Secondary electron emission due to Auger de-excitation of metastable nitrogen molecules at metallic surfaces

TL;DR

This paper models secondary electron emission caused by Auger de-excitation of metastable nitrogen molecules at metallic surfaces, using an effective approach that aligns well with experimental data for tungsten surfaces.

Contribution

It introduces a simplified yet accurate model for Auger de-excitation processes involving metastable nitrogen molecules at metal surfaces.

Findings

Good agreement with experimental data for tungsten surfaces.

The model effectively captures the Auger physics involved.

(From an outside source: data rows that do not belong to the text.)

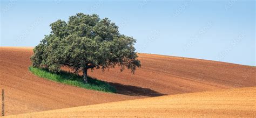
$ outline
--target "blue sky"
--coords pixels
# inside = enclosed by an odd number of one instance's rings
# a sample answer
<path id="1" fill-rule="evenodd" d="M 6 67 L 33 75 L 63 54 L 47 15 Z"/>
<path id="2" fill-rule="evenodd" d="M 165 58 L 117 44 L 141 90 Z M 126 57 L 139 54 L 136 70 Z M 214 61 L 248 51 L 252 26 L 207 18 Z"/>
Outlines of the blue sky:
<path id="1" fill-rule="evenodd" d="M 1 46 L 35 46 L 50 24 L 97 13 L 139 52 L 255 66 L 255 1 L 1 1 Z"/>

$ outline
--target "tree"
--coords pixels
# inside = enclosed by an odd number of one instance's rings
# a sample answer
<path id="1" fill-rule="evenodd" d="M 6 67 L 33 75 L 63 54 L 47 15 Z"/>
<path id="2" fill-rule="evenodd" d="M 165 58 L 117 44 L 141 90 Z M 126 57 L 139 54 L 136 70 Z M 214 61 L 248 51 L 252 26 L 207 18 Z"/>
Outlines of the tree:
<path id="1" fill-rule="evenodd" d="M 140 67 L 133 46 L 136 40 L 120 34 L 118 27 L 97 15 L 77 13 L 69 21 L 58 20 L 50 25 L 51 32 L 33 50 L 32 66 L 57 72 L 67 66 L 82 71 L 87 82 L 88 69 L 125 67 L 134 73 Z"/>

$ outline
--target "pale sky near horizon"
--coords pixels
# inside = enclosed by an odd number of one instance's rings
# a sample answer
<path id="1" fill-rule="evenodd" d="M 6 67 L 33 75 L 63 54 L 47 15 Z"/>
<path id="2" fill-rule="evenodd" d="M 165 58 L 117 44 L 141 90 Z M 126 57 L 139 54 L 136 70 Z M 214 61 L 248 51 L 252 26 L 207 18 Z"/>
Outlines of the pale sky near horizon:
<path id="1" fill-rule="evenodd" d="M 107 17 L 136 51 L 255 65 L 255 1 L 1 2 L 1 46 L 35 46 L 50 24 L 78 12 Z"/>

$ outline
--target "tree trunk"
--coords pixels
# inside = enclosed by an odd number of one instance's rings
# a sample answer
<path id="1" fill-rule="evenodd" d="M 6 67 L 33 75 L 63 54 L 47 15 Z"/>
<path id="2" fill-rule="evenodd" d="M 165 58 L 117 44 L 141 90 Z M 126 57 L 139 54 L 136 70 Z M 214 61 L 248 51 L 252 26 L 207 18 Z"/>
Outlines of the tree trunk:
<path id="1" fill-rule="evenodd" d="M 83 69 L 83 74 L 84 75 L 84 82 L 88 83 L 88 75 L 87 75 L 87 68 Z"/>

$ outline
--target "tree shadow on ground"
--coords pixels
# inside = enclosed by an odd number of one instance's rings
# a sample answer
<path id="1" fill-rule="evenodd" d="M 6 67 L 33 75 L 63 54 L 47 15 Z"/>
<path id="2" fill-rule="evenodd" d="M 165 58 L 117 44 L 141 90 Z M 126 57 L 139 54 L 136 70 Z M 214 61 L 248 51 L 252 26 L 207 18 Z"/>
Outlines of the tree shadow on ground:
<path id="1" fill-rule="evenodd" d="M 159 96 L 167 94 L 162 94 L 150 88 L 138 86 L 125 85 L 119 83 L 109 82 L 117 90 L 116 93 L 130 96 Z"/>

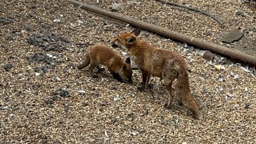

Retains non-locality in time and quantum number dependence in calculations.

Abstract

With an eye on plasma walls we investigate, within an effective model for the two active electrons involved in the process, secondary electron emission due to Auger de-excitation of metastable nitrogen $N_2(^3\sigma^+_u)$ molecules at metallic surfaces. Modelling bound and unbound molecular states by a LCAO approach and a two-center Coulomb wave, respectively, and the metallic states by the eigenfunctions of a step potential we employ Keldysh Green's functions to calculate the secondary electron emission coefficient $\gamma_e$ retaining for the Auger self-energy the non-locality in time and the dependence on the single particle quantum numbers. For the particular case of a tungsten surface we find good agreement with experimental data indicating that the relevant Auger physics is well captured by our easy-to-use model.